Really I dont think there is such a thing as chaos in reality. I think that concept is a thing concived by beings who are ignorant to their surroundings to varying degrees. Order and chaos are not a dichotomy ... Maybe in the mind ... But in reality nothing is chaotic, unless by stating a thing is chaotic you are willfully ignoring elements about that thing. Thats a personal choice, but thats not the reality of it.
@FreedomBeforeEquality You should use a better term than "reality" to differentiate your talking points. The universe (reality) perceives itself in many ways, including human minds which aren't capable of fully performing said task. You saying 'for something to be chaotic you need to be willfully ignoring elements about that thing' is nonsensical. That would require you to be fully capable of comprehending it. By the way, i'm using the scientific standard of chaos.
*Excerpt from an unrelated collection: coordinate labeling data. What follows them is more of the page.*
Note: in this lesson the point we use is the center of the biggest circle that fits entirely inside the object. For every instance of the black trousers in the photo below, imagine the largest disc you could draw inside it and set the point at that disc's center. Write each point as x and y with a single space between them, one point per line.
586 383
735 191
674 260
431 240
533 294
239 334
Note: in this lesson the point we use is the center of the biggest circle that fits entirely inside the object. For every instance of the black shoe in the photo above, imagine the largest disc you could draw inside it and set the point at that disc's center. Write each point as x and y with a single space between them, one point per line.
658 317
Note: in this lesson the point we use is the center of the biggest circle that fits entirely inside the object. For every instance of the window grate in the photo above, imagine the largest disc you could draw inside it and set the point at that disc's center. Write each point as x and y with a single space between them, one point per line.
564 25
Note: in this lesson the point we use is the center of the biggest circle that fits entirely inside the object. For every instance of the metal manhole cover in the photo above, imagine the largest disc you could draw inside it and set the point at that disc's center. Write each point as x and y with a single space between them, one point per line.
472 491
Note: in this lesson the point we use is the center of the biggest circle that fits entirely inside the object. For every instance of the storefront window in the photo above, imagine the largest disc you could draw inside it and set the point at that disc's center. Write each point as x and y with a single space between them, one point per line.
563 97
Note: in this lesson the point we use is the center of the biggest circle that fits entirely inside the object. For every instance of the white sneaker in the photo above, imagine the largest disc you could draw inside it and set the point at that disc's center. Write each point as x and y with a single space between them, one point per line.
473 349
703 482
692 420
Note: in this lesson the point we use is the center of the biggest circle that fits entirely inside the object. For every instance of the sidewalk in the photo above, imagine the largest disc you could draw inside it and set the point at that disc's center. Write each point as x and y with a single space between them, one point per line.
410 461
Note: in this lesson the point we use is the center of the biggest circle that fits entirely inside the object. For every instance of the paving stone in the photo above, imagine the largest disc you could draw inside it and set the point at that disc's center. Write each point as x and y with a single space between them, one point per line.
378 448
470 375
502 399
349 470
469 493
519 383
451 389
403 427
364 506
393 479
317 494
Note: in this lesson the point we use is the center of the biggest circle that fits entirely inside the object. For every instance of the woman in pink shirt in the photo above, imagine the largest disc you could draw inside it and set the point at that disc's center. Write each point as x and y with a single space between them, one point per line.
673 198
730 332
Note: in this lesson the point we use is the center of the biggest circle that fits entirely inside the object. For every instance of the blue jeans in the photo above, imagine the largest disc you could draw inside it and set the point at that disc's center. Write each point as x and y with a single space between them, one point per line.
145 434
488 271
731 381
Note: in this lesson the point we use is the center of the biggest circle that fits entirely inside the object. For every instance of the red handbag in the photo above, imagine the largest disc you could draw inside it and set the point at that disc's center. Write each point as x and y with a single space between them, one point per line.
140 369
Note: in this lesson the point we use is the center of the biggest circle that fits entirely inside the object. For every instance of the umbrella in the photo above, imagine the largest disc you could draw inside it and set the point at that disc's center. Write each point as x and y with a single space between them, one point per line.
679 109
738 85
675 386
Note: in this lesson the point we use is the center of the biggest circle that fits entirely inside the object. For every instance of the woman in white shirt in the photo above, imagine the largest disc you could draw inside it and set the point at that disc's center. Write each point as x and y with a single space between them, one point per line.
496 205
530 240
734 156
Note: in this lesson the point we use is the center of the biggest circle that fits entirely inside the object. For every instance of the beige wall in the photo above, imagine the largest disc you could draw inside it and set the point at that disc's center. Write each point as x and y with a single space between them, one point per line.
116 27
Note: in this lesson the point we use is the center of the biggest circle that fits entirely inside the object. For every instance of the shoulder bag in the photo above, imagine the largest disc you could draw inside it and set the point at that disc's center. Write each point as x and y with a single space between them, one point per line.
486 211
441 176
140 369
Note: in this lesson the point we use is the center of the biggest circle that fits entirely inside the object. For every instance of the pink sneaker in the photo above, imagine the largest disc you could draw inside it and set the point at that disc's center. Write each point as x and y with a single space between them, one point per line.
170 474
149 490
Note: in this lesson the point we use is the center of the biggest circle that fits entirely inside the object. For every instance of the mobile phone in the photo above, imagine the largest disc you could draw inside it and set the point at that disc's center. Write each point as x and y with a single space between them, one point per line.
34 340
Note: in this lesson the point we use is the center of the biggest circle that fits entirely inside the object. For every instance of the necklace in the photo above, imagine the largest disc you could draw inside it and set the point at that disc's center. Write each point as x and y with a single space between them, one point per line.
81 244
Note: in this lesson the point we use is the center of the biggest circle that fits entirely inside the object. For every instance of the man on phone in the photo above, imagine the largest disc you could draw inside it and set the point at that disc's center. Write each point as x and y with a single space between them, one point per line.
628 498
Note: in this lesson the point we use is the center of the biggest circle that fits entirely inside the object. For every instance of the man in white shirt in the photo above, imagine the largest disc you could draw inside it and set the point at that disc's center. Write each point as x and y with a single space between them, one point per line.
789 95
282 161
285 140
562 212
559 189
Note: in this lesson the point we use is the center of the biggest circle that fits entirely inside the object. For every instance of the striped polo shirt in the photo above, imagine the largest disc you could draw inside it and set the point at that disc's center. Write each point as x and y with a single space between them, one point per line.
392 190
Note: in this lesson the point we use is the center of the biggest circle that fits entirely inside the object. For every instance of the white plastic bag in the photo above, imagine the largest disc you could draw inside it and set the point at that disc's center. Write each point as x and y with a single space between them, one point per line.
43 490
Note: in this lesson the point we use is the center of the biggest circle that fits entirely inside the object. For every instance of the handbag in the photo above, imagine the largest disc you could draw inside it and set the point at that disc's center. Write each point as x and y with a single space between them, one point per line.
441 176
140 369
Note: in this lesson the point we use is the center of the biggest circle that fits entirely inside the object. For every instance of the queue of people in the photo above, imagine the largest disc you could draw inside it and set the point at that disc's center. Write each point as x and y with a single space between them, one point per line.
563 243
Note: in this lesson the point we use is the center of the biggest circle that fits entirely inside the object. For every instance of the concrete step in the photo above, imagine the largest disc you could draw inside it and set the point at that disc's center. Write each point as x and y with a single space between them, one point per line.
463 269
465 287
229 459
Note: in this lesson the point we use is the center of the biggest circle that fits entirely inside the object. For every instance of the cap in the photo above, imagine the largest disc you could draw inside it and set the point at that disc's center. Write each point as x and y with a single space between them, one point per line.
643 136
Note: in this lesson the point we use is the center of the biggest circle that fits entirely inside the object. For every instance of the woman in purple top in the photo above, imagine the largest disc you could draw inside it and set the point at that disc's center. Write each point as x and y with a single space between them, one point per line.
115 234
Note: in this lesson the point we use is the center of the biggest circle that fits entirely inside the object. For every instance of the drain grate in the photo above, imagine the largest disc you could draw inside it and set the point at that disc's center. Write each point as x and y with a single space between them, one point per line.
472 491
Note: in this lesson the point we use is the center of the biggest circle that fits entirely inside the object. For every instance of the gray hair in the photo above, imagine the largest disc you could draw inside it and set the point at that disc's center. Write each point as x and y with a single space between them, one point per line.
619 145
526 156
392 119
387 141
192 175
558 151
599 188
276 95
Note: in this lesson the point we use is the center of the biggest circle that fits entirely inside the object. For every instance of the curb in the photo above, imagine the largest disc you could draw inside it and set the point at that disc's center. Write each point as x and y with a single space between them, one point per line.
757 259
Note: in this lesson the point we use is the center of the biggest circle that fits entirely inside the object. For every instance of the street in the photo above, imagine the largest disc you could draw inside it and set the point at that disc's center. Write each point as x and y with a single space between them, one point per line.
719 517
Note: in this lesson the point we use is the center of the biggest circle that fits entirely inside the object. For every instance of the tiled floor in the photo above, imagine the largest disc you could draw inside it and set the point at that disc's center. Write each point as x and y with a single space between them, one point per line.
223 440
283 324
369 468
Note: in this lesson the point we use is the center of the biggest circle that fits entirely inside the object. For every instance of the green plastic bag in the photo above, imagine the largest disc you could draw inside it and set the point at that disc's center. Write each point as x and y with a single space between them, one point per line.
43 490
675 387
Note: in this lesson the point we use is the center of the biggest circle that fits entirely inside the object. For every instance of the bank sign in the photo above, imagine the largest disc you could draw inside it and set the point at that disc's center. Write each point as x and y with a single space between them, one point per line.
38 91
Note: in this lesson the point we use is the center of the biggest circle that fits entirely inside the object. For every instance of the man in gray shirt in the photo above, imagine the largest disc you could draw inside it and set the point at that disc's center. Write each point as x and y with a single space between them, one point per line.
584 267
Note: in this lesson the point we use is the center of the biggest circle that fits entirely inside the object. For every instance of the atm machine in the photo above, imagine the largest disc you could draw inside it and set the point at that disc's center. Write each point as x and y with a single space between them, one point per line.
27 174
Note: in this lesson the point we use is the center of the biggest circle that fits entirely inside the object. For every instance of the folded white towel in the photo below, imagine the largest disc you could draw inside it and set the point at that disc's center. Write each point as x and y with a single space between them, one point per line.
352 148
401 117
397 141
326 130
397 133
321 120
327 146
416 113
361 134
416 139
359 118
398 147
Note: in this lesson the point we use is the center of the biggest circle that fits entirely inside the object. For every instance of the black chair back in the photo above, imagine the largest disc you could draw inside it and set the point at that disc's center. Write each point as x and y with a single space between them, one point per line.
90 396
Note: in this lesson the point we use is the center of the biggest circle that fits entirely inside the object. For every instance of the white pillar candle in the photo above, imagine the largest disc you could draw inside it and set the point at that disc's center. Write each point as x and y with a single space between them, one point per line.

None of them, it's: high-mindedness/understanding. This leads to feeling empathy, resulting in fair judgement. If you are held in the belief that your perception of morality is the correct one, you are holding no consideration for others which counteracts itself before you've even started arguing.
That would be true if your morality was predicated on feeling empathy towards others at all. Morality is essentially objective ... So your feelings toward someone elses morals dont really matter, from an individuals perspective. Yes, your idea is correct in explaining how subjective morality is contradictory.
That would be true if your morality was predicated on feeling empathy towards others at all. Morality is essentially objective ... So your feelings toward someone elses morals dont really matter, from an individuals perspective. Yes, your idea is correct in explaining how subjective morality is contradictory.
"You saying 'for something to be chaotic you need to be willfully ignoring elements about that thing' is nonsensical. That would require you to be fully capable of comprehending it."
Why again would you have to be fully capable of understanding everything? You can ignore any amount of what you see, be it from a place of total comprehension or from the mindset of a fish. On some scale you can ignore things and them seem chaotic to you. The only reason there is a term for chaos at all is because no one here has been able to completely comprehend everything. If they could ... There would be no chaos in their mind.